Анатолий Тычина всю жизнь рисовал Минск
Бомбы
В 1997 году Национальный художественный музей провел большую выставку к 100–летию Анатолия Тычины. Большую часть работ и документов публика увидела впервые. После выставки все это осталось в музейном архиве. Позже семья художника передала музею еще сотни сделанных им гравюр, рисунков, фотографий, писем и других бесценных свидетельств времени, позволяющих восстановить его настоящую биографию хотя бы частично. В ней много белых пятен, лишь недавно некоторые факты перестали быть тайной, несмотря на то, что Анатолий Николаевич прожил очень долгую жизнь. Кандидат искусствоведения Людмила Наливайко, через десятилетия вернувшая имя Тычины на страницы печатных изданий, запомнила художника человеком очень закрытым: «Старейшина белорусской графики! Конечно же, ему было о чем рассказать. Но говорить он не хотел».
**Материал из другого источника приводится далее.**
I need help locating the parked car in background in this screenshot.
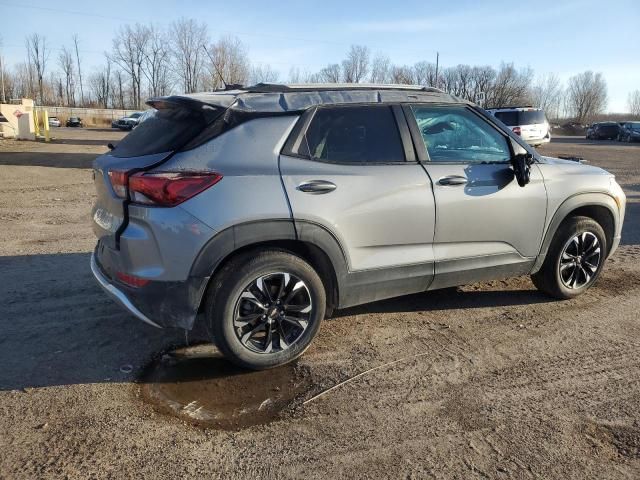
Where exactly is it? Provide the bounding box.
[618,122,640,143]
[66,117,82,127]
[111,112,143,130]
[488,107,551,146]
[91,84,625,369]
[586,122,620,140]
[136,108,157,127]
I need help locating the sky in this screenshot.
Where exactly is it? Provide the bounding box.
[0,0,640,112]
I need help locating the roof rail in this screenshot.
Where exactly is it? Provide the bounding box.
[243,83,445,93]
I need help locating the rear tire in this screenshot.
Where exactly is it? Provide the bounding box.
[531,216,608,299]
[206,250,327,370]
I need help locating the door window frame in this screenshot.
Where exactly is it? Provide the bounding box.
[402,102,538,165]
[280,102,417,166]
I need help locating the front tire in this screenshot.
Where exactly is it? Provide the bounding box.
[206,250,327,370]
[531,216,608,299]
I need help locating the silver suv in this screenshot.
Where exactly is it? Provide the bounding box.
[91,84,625,369]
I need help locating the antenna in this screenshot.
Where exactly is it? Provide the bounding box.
[202,43,227,90]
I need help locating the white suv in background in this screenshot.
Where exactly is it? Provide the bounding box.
[489,107,551,147]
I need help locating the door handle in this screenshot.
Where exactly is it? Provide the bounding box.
[298,180,338,195]
[438,175,468,185]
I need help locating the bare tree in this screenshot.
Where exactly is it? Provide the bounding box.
[73,33,84,106]
[249,64,280,85]
[486,63,533,107]
[531,73,563,118]
[468,65,496,106]
[112,70,124,109]
[111,24,149,108]
[413,62,436,87]
[169,18,209,93]
[26,33,49,104]
[142,25,170,97]
[369,53,391,83]
[391,65,415,85]
[342,45,370,83]
[314,63,341,83]
[627,90,640,117]
[89,57,112,108]
[58,47,76,107]
[206,37,250,90]
[566,71,608,122]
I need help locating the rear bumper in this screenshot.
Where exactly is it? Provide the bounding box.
[91,253,162,328]
[91,252,209,330]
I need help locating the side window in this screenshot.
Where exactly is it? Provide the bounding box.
[293,105,405,163]
[411,106,511,163]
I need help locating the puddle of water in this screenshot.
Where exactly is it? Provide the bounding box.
[140,345,311,430]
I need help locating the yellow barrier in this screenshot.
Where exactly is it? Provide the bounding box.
[42,110,51,142]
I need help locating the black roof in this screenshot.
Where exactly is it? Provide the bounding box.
[152,83,470,113]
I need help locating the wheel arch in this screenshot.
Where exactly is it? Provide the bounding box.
[191,219,346,316]
[531,192,620,273]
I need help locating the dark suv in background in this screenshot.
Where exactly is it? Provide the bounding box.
[587,122,620,140]
[618,122,640,143]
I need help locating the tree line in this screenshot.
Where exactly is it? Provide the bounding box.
[2,18,640,122]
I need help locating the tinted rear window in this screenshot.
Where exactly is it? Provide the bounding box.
[112,108,207,158]
[495,110,547,127]
[297,105,405,163]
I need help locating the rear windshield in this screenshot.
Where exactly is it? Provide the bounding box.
[111,107,207,158]
[495,110,547,127]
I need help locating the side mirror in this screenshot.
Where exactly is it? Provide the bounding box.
[511,141,533,187]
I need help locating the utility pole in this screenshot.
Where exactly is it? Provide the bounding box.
[73,33,84,107]
[0,38,7,103]
[0,52,7,103]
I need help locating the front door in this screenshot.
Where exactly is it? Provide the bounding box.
[280,105,435,280]
[405,105,547,288]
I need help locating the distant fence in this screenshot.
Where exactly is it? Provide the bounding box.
[34,105,138,126]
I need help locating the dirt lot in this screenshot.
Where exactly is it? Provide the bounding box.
[0,129,640,479]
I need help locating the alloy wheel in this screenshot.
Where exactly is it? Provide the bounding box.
[233,272,313,354]
[558,232,602,289]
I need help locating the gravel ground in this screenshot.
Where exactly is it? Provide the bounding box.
[0,129,640,479]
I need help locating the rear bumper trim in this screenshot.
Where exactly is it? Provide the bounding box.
[91,253,162,328]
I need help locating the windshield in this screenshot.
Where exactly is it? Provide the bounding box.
[495,110,547,127]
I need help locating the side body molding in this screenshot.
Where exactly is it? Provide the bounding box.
[190,219,434,308]
[531,192,624,273]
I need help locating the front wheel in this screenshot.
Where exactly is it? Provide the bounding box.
[531,216,608,299]
[206,250,326,370]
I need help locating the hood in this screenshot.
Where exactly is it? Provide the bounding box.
[541,157,612,175]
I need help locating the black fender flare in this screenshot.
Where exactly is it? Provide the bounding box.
[531,192,620,273]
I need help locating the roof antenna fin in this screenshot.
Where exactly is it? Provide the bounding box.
[202,43,228,90]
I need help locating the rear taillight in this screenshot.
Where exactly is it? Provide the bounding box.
[109,170,129,198]
[109,170,222,207]
[116,272,149,288]
[129,172,222,207]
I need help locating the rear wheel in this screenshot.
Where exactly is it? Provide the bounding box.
[531,217,607,299]
[206,250,326,370]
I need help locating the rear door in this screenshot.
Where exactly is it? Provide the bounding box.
[280,105,435,278]
[405,105,547,288]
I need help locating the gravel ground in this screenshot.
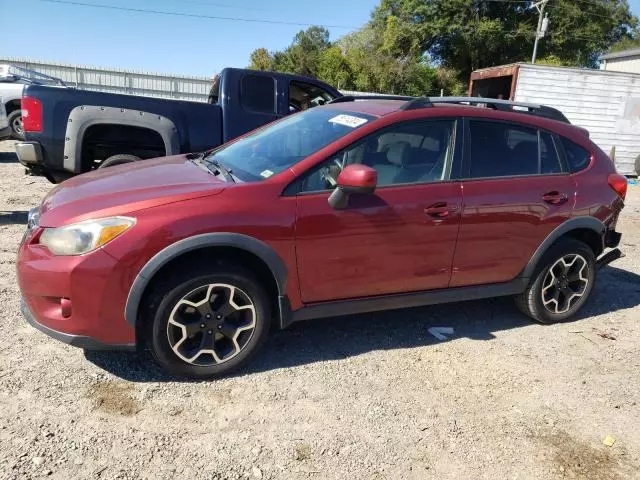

Через много лет после войны одна из газет опубликовала воспоминания уже очень немолодой работницы завода Вавилова о минском сопротивлении, упомянув о конспиративной квартире Анатолия Тычины на улице Студенческой в районе железнодорожного вокзала. Его дом не раз становился убежищем для скрывавшихся подпольщиков. Почти в конце жизни художник даже получил официальную благодарность за то, что прятал разведчиков. Но о чем он мог рассказать тогда, когда считалось, что Минского подполья не существовало? Главное, что семья уцелела, нашлась — чтобы жить дальше, этого было достаточно.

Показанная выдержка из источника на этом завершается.